Retirement Plan Changes

The Biden proposal changes retirement savings by including automatic enrollment in company 401(k) plans, increasing the Saver’s Credit, raising the age for required minimum distributions to 75, and opportunities for employees to potentially deduct their student loans (and employer matching) rather than contributing to 401(k) plans.

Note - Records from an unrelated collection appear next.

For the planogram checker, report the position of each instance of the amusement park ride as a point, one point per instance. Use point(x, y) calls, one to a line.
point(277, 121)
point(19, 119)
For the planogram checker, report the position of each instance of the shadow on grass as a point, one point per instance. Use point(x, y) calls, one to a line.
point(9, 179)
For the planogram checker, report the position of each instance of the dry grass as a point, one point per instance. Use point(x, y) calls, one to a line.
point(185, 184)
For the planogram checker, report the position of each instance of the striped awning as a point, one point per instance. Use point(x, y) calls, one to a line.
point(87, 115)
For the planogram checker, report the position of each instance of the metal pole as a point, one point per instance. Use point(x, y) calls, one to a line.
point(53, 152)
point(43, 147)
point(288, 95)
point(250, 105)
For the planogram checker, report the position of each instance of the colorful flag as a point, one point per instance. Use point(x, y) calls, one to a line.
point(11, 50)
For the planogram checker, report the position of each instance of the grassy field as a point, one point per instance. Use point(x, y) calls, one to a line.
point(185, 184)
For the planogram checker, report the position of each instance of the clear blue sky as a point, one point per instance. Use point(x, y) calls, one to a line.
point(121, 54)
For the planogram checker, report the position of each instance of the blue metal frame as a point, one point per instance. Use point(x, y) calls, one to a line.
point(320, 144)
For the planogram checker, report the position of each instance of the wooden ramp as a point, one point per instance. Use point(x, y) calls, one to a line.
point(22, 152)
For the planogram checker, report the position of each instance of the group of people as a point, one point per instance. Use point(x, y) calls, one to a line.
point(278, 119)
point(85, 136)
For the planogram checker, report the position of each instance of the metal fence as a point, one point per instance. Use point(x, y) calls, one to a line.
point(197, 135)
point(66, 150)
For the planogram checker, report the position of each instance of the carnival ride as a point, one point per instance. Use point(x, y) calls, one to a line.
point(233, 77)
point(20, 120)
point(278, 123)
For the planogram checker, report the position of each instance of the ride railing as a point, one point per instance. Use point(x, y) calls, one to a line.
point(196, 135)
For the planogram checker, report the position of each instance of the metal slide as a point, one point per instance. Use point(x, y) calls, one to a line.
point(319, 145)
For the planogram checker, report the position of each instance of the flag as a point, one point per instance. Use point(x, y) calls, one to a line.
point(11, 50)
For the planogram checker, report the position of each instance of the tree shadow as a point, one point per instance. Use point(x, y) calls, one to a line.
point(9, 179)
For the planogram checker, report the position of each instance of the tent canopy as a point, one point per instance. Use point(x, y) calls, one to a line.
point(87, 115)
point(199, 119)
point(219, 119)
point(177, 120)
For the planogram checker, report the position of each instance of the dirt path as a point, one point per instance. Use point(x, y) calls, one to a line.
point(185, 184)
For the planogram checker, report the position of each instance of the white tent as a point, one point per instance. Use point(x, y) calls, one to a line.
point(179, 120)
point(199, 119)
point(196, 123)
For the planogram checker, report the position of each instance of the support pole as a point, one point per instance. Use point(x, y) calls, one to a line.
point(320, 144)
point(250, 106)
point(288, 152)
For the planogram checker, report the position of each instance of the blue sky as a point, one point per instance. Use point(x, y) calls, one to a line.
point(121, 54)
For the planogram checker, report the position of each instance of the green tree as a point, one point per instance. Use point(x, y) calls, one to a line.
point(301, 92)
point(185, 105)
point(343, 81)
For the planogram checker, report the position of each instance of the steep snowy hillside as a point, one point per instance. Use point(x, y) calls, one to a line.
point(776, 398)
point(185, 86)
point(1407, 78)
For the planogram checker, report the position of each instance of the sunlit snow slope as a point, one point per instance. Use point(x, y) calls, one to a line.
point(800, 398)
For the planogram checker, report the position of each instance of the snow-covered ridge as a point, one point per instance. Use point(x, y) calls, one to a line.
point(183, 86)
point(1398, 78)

Changes to Like-Kind Exchanges

The Biden proposal will amend like-kind exchanges (when a taxpayer sells one piece of property and then buys replacement property of like-kind) to disallow the deferral of gains greater than $500,000, and this is expected to go into effect on the date of the legislation.

Final Notes

As the Congressional committees and the administration work through the details, clarifications, and changes will emerge.  Some of these initial proposals will be revised or abandoned, and additional proposals will emerge.  We will keep you updated in the Newsletter with the specifics, and more importantly, with ways for you to achieve significant tax savings before these provisions go into effect.

DISCLOSURE

Collier & Associates, Inc. provides this information as a service to clients and other friends for educational purposes only. It should not be construed or relied on as legal advice or to create a lawyer-client relationship. Readers should not act on this information without seeking advice from professional advisors.